Hyperfibre is the next generation of Ultra-Fast Broadband. It moves data much faster than the current top-line gigabit per second (1Gbps) service.

In tests, Chorus, which developed Hyperfibre, trialled speeds of up to 8Gbps. For now, its wholesale offerings are a more modest 2Gbps and 4Gbps. That’s more than enough to make a difference for companies handling big files.

One of these companies is Auckland film and video production company Augusto. It started trialling Hyperfibre in December.

Augusto has seen the time taken to download a terabyte of data fall from 12 hours to 18 minutes. As managing director Aimee McCammon says – “that’s the time it takes the film editor to make a coffee and come back.”

“We’ve stopped talking about speed. We now talk about how much time we save. We move heaps of data around. In the old days – the bad old days – we’d send hard drives on planes with people carrying those drives.”

Mariano Segedin, the company’s head of post-production, says it’s all about optimising workflow.

“We design our workflow to work best for us. Being able to move data across pipes rather than physically is much better for scheduling. A day shoot could be a terabyte of data and we might shoot for two days on a high-end commercial – and that’s just the footage. Then there are visual effects sequences we need to send to post-production FX [special effects] houses or overseas. These files can be 10, 20 or even 100s of Gigs. Then they need to send us proofs and then the finals. This back-and-forth happens several times over.”

Segedin says good workflow is critical to the company doing good work. “We try to be as creative as possible for our clients. The inhibitors to that are technology, time, location and a lot of those technical details that get in the way of you doing your job. The more you can remove them, the more you open yourselves up to new clients and to offering a better service.”

Augusto’s wings are still clipped by the fact that New Zealand is part of a select super-fibre club. Only about seven countries currently have Hyperfibre-like services and the US (where Augusto has an office, in New York) isn’t one of them. But Segedin sees having Hyperfibre now as future proofing for when it is more widely available. Augusto has several international clients, including Germany’s Adidas and New York basketball team the Brooklyn Nets. At home it works with Tourism New Zealand.


Hyperfibre uses the XGS-Pon technology. This is a data network standard that allows users to send data over the internet at speeds of up to 10Gbps. Right now, 8Gbps is more realistic.
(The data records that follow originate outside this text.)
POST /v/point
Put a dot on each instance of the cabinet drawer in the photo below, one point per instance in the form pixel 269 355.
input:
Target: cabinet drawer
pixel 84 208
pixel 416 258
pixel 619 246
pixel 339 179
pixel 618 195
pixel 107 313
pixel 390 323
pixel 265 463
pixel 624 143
As well as being fast, the technology is symmetrical. This means upload and download speeds are the same. It is, in effect, next generation Ultra-Fast Broadband.

Orcon is the first telecoms retailer to sell Hyperfibre. Its 4Gbps service costs $200 a month. Installation is simple, says Chorus. The technology uses the UFB network already serving many New Zealand homes and businesses. All that’s needed is for a technician to install a new generation ONT (Optical Network Terminal). For more on this see page 28.


Hyperfibre was first run out to Queenstown, in February, and then Wellington, in March. Chorus will gradually roll it out to the rest of country over the coming months. The roll out should be complete in September. Some Auckland companies with heavy file transportation needs – like Augusto – have been trialling the technology since December.

Queenstown and some Wellington suburbs got Hyperfibre first because they have the greatest need. Many films are shot in Queenstown, including The Lord of the Rings. Jane Campion’s latest, a Netflix Western drama – The Power of the Dog – is being partly filmed there now.

Wellington suburb Miramar got Hyperfibre early, in March. It is home to Weta Workshop, which helped create The Lord of the Rings movies. More recently, it worked on the new-style Thunderbirds Are Go television series.

Chorus’ network strategy manager, Kurt Rodgers, sees several industries needing super-fast fibre. They range from the creative industries, like Augusto, to software developers, architects and the construction industry.

He cites an Auckland software developer whose speciality is developing factory automation software for the US market. “He works from home and his work generates huge files that he needs to send to his US client,” says Rodgers.

Chorus’ initial focus was on the creative industries because of their need to shift massive video files around. Putting someone on a plane with a hard drive is clearly not a very productive option.

Rodgers sees architects as becoming big users as most now use cloud-based building information management systems.

He describes how “on a big building project there will be a dozen different professions involved, and all the planning and design, and every single thing to do with the building, will be modelled in a software tool held in the cloud.

“A dozen different companies all need to access that same repository of data, so there is only one version of the truth. They work on different aspects of the one project file, everyone from architects, to civil engineers, to quantity surveyors to interior designers. And they need fast access. It’s not good enough any more to put files on discs and courier them around. You’ve got to work in real time.”

Rodgers sees more and more people and businesses getting on board with Hyperfibre and it eventually becoming a mass market service.

“We started building the fibre network 10 years ago and it’s been a fantastic success. A lot of people are now on a 100Mbps plan and gigabit plans are now the fastest growing – up to around 13 percent. Hyperfibre is going to be for high-end users at first, but 10 years ago we thought 100Mbps was.

“Gigabit is going to become entry level, and Hyperfibre will become mass market because digital is becoming embedded in everything people do.”